Earlier the shape of the dataset was (401604,8) and now after removal of cancelled orders it has been reduced to (392732, 8)

In [21]:
cust_data.describe()

Unnamed: 0,Quantity,UnitPrice,CustomerID
count,392732.0,392732.0,392732.0
mean,13.153718,3.125596,15287.734822
std,181.58842,22.240725,1713.567773
min,1.0,0.0,12346.0
25%,2.0,1.25,13955.0
50%,6.0,1.95,15150.0
75%,12.0,3.75,16791.0
max,80995.0,8142.75,18287.0


We can see that the min values are now positive but the unitprice here cannot be 0 because it results in free distribution

In [22]:

cust_data[cust_data['UnitPrice']==0]

Unnamed: 0,InvoiceNo,StockCode,Description,Quantity,InvoiceDate,UnitPrice,CustomerID,Country
9302,537197,22841,ROUND CAKE TIN VINTAGE GREEN,1,12/5/10 14:02,0.0,12647.0,Germany
33576,539263,22580,ADVENT CALENDAR GINGHAM SACK,4,12/16/10 14:36,0.0,16560.0,United Kingdom
40089,539722,22423,REGENCY CAKESTAND 3 TIER,10,12/21/10 13:45,0.0,14911.0,EIRE
47068,540372,22090,PAPER BUNTING RETROSPOT,24,1/6/11 16:41,0.0,13081.0,United Kingdom
47070,540372,22553,PLASTERS IN TIN SKULLS,24,1/6/11 16:41,0.0,13081.0,United Kingdom
56674,541109,22168,ORGANISER WOOD ANTIQUE WHITE,1,1/13/11 15:10,0.0,15107.0,United Kingdom
86789,543599,84535B,FAIRY CAKES NOTEBOOK A6 SIZE,16,2/10/11 13:08,0.0,17560.0,United Kingdom
130188,547417,22062,CERAMIC BOWL WITH LOVE HEART DESIGN,36,3/23/11 10:25,0.0,13239.0,United Kingdom
139453,548318,22055,MINI CAKE STAND HANGING STRAWBERY,5,3/30/11 12:45,0.0,13113.0,United Kingdom
145208,548871,22162,HEART GARLAND RUSTIC PADDED,2,4/4/11 14:42,0.0,14410.0,United Kingdom


There are some values which has 0 unit price we need to drop them.

In [23]:
cust_data = cust_data[cust_data['UnitPrice']>0]

cust_data.describe()

Unnamed: 0,Quantity,UnitPrice,CustomerID
count,392692.0,392692.0,392692.0
mean,13.119702,3.125914,15287.843865
std,180.492832,22.241836,1713.539549
min,1.0,0.001,12346.0
25%,2.0,1.25,13955.0
50%,6.0,1.95,15150.0
75%,12.0,3.75,16791.0
max,80995.0,8142.75,18287.0


In [24]:
cust_data['UnitPrice'].describe()

count    392692.000000
mean          3.125914
std          22.241836
min           0.001000
25%           1.250000
50%           1.950000
75%           3.750000
max        8142.750000
Name: UnitPrice, dtype: float64

We can see that the min value of unit price is slightly changed..

cust_data.shape

The data is almost cleaned and ready for EDA

# **Feature Engineering**

#### Feature engineering is a machine learning technique that leverages data to create new variables that aren’t in the training set.
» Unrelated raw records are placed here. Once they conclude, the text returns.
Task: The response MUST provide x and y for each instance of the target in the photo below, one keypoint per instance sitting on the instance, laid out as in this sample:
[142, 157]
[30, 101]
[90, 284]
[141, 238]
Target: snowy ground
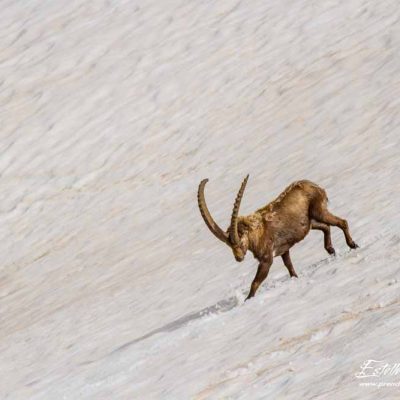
[111, 286]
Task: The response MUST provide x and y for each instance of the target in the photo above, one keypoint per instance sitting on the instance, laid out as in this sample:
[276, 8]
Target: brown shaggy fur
[273, 229]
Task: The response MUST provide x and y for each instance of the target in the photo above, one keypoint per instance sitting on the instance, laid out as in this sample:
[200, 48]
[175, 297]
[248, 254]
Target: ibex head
[235, 237]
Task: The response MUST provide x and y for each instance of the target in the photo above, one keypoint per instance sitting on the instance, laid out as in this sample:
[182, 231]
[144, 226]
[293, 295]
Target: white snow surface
[111, 286]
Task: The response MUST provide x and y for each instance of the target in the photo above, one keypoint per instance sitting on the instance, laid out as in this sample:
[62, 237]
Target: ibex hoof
[331, 251]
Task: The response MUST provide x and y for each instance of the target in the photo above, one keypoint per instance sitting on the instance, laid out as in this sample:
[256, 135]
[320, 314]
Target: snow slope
[111, 286]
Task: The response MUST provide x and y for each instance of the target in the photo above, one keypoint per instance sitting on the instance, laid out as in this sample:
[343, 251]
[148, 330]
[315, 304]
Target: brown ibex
[273, 229]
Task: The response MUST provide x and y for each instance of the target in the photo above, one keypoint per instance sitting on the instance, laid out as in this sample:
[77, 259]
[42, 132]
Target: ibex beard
[273, 229]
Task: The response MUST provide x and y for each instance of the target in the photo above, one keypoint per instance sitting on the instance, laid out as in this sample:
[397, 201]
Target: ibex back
[273, 229]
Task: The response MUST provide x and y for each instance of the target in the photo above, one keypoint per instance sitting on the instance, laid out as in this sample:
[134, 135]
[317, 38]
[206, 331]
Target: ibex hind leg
[288, 264]
[320, 213]
[325, 228]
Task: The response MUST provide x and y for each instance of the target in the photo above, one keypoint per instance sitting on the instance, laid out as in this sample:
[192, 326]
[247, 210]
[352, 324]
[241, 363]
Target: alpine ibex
[273, 229]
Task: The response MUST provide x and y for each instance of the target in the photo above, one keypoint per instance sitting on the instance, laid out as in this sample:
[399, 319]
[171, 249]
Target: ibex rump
[273, 229]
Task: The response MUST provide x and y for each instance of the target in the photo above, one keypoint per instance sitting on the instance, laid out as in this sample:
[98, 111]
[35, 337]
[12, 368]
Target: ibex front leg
[262, 273]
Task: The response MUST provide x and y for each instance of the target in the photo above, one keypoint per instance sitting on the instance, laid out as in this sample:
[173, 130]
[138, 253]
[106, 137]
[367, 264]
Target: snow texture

It can produce new features for both supervised and unsupervised learning, with the goal of simplifying and speeding up data transformations while also enhancing model accuracy.

In [None]:
cust_data['InvoiceDate'] = cust_data['InvoiceDate'].apply(lambda x: pd.to_datetime(x))


In [None]:
cust_data['InvoiceDate'].dtypes

In [None]:
# create some new features from invoice date
cust_data['day'] = cust_data['InvoiceDate'].dt.day_name()
cust_data['year'] = cust_data['InvoiceDate'].apply(lambda x: x.year)
cust_data['month_num'] = cust_data['InvoiceDate'].apply(lambda x: x.month)
cust_data['day_num'] = cust_data['InvoiceDate'].apply(lambda x: x.day)
cust_data['hour'] = cust_data['InvoiceDate'].apply(lambda x: x.hour)
cust_data['minute'] = cust_data['InvoiceDate'].apply(lambda x: x.minute)
cust_data['month'] = cust_data['InvoiceDate'].dt.month_name()

In [None]:
cust_data['Total_amount'] = cust_data['UnitPrice']*cust_data['Quantity']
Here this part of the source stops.